Durante os três meses que a pandemia assolou Sergipe. O número de casos registrados e o número de óbitos da epidemia de gripe espanhola, segundo o relatório de 1919, do Presidente Pereira Lobo, foram de 25.910 casos, com 997 óbitos em todo o Estado; sendo que somente em Aracaju aconteceram 7.974 casos, com 229 óbitos.

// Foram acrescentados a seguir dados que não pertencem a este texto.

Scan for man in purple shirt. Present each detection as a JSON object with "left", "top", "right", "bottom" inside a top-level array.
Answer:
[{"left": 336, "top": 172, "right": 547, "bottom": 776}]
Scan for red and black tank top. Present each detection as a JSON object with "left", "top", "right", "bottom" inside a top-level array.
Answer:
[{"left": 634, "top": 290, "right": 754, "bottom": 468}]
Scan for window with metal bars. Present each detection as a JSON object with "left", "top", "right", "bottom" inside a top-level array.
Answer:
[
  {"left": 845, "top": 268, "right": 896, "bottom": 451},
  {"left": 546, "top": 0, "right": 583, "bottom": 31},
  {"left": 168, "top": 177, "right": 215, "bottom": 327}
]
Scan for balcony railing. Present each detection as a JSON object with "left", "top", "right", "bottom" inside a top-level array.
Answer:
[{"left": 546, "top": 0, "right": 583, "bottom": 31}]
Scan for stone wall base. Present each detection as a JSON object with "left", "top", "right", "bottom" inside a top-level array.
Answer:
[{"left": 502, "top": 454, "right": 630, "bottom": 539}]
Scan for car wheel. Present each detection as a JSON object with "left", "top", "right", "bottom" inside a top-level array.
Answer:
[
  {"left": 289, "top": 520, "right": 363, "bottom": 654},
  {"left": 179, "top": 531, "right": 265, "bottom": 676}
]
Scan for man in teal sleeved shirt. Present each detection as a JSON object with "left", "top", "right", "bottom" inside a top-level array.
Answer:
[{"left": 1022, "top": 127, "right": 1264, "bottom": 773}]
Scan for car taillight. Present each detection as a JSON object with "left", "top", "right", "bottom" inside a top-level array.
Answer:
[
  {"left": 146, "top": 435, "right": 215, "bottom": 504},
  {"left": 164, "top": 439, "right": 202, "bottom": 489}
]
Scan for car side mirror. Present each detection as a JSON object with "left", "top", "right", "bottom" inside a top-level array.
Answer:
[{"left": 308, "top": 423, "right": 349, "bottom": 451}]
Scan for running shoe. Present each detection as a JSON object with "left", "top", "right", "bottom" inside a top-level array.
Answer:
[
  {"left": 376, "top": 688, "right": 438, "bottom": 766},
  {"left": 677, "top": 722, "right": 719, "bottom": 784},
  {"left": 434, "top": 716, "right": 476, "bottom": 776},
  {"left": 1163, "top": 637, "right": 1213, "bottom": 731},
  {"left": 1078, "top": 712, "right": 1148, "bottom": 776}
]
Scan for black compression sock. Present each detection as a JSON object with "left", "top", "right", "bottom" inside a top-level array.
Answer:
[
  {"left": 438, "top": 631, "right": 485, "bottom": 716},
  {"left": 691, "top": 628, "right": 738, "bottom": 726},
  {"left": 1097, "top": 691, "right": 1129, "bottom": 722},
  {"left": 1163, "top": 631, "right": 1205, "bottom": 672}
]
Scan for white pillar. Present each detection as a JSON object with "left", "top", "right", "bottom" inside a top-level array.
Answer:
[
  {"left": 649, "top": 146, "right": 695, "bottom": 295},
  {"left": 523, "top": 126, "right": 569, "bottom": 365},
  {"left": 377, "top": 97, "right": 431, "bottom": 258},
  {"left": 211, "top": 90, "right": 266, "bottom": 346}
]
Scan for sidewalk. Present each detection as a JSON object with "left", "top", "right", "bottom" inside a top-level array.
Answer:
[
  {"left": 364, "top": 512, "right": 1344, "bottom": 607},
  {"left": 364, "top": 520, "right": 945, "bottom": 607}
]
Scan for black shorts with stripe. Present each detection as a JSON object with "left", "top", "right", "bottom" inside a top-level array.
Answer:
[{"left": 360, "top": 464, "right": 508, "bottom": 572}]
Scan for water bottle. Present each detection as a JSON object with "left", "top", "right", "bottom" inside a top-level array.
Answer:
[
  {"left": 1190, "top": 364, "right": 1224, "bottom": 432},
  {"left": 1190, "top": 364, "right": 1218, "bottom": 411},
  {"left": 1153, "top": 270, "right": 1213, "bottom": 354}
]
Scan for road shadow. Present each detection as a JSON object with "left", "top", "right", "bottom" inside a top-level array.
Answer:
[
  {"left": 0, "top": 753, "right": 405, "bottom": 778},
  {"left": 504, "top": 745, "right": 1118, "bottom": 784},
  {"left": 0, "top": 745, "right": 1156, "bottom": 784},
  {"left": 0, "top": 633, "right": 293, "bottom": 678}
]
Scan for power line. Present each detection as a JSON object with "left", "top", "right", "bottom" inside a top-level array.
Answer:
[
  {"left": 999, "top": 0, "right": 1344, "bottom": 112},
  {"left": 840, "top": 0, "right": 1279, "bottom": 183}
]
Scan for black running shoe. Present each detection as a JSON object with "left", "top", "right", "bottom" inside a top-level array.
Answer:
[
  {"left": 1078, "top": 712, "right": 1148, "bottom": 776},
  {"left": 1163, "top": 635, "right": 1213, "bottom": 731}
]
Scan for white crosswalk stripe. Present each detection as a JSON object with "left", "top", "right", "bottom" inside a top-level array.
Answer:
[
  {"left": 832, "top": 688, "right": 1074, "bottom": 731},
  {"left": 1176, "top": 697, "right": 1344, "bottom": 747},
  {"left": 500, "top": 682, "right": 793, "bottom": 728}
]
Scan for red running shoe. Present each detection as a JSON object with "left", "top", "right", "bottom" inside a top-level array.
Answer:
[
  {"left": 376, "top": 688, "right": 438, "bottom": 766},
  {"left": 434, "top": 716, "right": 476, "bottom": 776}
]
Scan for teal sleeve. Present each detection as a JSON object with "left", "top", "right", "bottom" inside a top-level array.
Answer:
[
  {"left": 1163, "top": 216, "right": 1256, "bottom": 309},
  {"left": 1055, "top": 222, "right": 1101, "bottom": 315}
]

Esses dados foram contestados, inclusive pelo próprio chefe do combate, Dr. Eronides de Carvalho, que afirmava em seu relatório que o número de casos foi bem superior, devido a duas razões principais: os serviços de registros não eram merecedores de fé e só eram registrados os casos que se verificavam em indigentes que precisaram do socorro público.
O que ficou demonstrado é que Sergipe, pelo menos até o ano de 1919, ainda não tinha como enfrentar as epidemias. As ações eram improvisadas. Nesse caso da gripe espanhola toda rede escolar foi fechada, como várias outras instituições coletivas. O que ficava cada vez mais claro era a necessidade de uma ampla reforma dos serviços de higiene e saúde pública.



[i] Mensagem apresentada à Assembléia Legislativa, em 07 de setembro de 1919, pelo Presidente do Estado, Coronel Dr. José Joaquim Pereira Lobo.
[ii] Mensagem apresentada à Assembléia Legislativa, em 07 de setembro de 1919, pelo Presidente do Estado, Coronel Dr. José Joaquim Pereira Lobo.
[iii] Mensagem apresentada à Assembléia Legislativa, em 07 de setembro de 1919, pelo Presidente do Estado, Coronel Dr. José Joaquim Pereira Lobo.
[iv] Relatório do Chefe do Combate à Espanhola em Sergipe, Dr. Eronides de Carvalho, publicado no jornal “O Estado de Sergipe”, edições a partir de 08 de fevereiro de 1918.